8/23/2022 Content extracted from provider manual and medical policy to clarify related services. Principle 15 added: Blue Cross NC does not reimburse for services related to denied or non-covered procedures or services. Medical Director approved. (ckb)

12/31/2022 Routine policy review. Minor revisions only. (ckb)

9/12/2023 Added bullet 16 for overlapping or duplicative services. Medical Director approved. Notification on 9/12/2023 for effective date 11/12/2023. (tlc)

11/1/2024 Clarification to the definition of same group practice. No change to policy intent. (tlc)

Application

These reimbursement requirements apply to all commercial, Administrative Services Only (ASO), and Blue Card Inter-Plan Program Host members (other Plans members who seek care from the NC service area). This policy does not apply to Blue Cross NC members who seek care in other states. Blue Cross NC will require its outside vendors to adhere to Blue Cross NC’s payment recovery policies and procedures.

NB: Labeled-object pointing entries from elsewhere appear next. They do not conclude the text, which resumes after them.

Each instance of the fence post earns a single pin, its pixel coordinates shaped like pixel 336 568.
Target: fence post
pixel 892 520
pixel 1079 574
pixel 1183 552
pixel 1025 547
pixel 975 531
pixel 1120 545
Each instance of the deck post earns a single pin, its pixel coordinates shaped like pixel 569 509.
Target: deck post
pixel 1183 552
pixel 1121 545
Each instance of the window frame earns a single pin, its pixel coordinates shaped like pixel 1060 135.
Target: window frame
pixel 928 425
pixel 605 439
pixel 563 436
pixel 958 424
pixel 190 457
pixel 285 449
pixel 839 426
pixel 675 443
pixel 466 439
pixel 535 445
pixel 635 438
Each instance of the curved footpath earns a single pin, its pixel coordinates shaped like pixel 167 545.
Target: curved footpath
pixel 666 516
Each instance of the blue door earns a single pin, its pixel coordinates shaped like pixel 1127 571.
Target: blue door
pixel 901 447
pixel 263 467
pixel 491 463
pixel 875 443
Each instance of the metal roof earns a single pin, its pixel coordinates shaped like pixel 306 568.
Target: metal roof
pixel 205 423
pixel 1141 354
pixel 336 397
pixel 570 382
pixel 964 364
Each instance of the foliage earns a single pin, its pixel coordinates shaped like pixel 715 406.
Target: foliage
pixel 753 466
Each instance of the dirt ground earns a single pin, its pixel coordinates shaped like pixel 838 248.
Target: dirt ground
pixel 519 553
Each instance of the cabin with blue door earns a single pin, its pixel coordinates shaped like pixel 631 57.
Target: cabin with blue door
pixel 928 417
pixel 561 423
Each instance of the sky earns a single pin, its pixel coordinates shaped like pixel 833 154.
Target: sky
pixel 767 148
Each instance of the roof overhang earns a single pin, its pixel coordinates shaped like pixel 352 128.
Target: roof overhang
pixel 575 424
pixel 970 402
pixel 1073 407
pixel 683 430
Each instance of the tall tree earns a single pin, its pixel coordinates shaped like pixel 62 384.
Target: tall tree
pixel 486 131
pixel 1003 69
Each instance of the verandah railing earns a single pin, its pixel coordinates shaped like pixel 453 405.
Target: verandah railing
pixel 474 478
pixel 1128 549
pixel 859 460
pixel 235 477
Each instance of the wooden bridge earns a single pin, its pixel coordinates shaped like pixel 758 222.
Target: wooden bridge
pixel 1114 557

This policy relates only to the services or supplies described herein. Please refer to the Member's Benefit Booklet for availability of benefits. Member's benefits may vary according to benefit design; therefore member benefit language should be reviewed before applying the terms of this policy.

Disclosures:

Reimbursement policy is not an authorization, certification, explanation of benefits or a contract. Benefits and eligibility are determined before medical guidelines and payment guidelines are applied. Benefits are determined by the group contract and subscriber certificate that is in effect at the time services are rendered. This document is solely provided for informational purposes only and is based on research of current medical literature and review of common medical practices in the treatment and diagnosis of disease. Medical practices and knowledge are constantly changing and Blue Cross NC reserves the right to review and revise its medical and reimbursement policies periodically.